カルビーがオートミール市場に参戦!「フルグラの大成功」再来なるか?ベイクドオーツは牛乳やヨーグルトをかけるだけで食べられる簡便さが特徴。サクサクした食感も楽しめる。他のオートミール製品は水や牛乳を入れて加熱する必要があり、食感もボソボソする傾向がある

 加えて、離脱者と同様の課題を持つ未エントリー層のトライアルも狙った。こうして、既存の顧客を他社から奪うシェアゲームではなく、新しいターゲットを開拓する、まさに、フルグラで成功したマーケティング戦略と似た試みを、ベイクドオーツでは、オーツ麦を“焼く”ことで実践していったのだ。

 22年4月18日の発売後、初動は良く、「オートミールカテゴリーの中でも上位に食い込んでいる。売り上げは好調に推移している」(網干氏)という。購入者の半分がフルグラなどカルビーのシリアル製品を買ったことがない、同社にとって新規の顧客であることもポイントだ。既存製品とのカニバリを起こしていない可能性が高く、ダイエットなどを目的とする新たなユーザーをプラスオンできていると考えられる。

 国内のオートミール市場は勢いがあるとはいえ、まだ立ち上がったばかり。
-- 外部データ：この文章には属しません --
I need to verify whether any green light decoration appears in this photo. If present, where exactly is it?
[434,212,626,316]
欧米のように朝食の定番になっているわけではない。だが、逆にいえば、それだけ伸びしろが期待できる食品であるということ。将来的には米やパンと並ぶ“第三の主食”になる可能性もある。カルビーでは、さまざまな食べ方、アレンジレシピなどを積極的に発信し、国内の食事シーンでの定着を目指していく計画だ。